Whilst I’m not a big meat eater, I do enjoy a good steak every now and then. Assuming that I’m having it at one of my Client’s restaurants in Pavilion or KLCC — that serve really good Wagyu beef — I’ll make sure that I have a bottle of my favourite Cabernet or a Bordeaux red to make every single morsel a tad bit juicier. If they run out of both, I’ll simply replace it with another full-bodied red, which I know goes well with red meat.
On days when I’m in touch with my roots, I’ll have a Riesling, Sauvignon Blanc or a Pinot Noir and pair it with my favourite Yong Chow fried rice and sweet & sour pork, or Hokkein mee with a side of oyster sauce kalian; and on days when I’m in touch with my Indian side (I’m apparently 1.25% Indian, go figure), I’ll have a Chardonnay with my garlic naan and tandoori, or my Fierce mutton briyani or banana leaf rice.
On weekends, when I usually crave Japanese or Thai, I’ll make sure to bring along my favourite bottle of Sauvignon Blanc or Riesling — if I’m having the former; a Chardonnay to balance the heat and acidity of the latter.
Oh, and one thing I did learn early on, yet I still see people doing, is putting ice cubes in red wine. What a NO-NO! That should be the first thing to learn about wine – never dilute!
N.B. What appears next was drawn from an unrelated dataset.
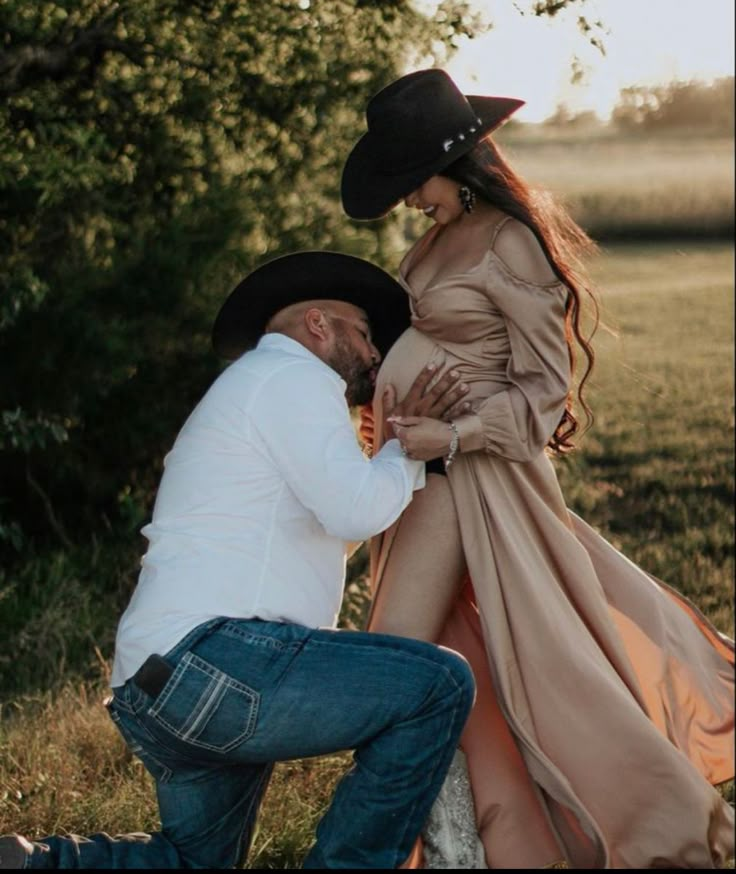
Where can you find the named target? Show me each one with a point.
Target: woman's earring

I hope that this has inspired you to trust your palate and instincts a bit better. And in case you’re wondering why I didn’t include more ‘obscure’ Malaysian dishes into the list of Asian cuisine, it is because it is something that I’m still learning and discovering. Once I can safely tell you how to pair tempoyak or cincalok with a red, or durian cendol or tau fu fah with a white, I’ll write another blog post. But until then, happy experimenting!
I know of many people like Farrell, who love experimenting with wine pairings. I’ve been invited to several wine pairing dinners over the past 3-4 years — some great, some not so great. You won’t always get the perfect match; but after a few tries, you’ll more or less get it right. I still think the best wine pairing dinner I had to date is at Mezze — Sancerre wines from Fournier Winery and delectable French dishes by Baptiste Fournier.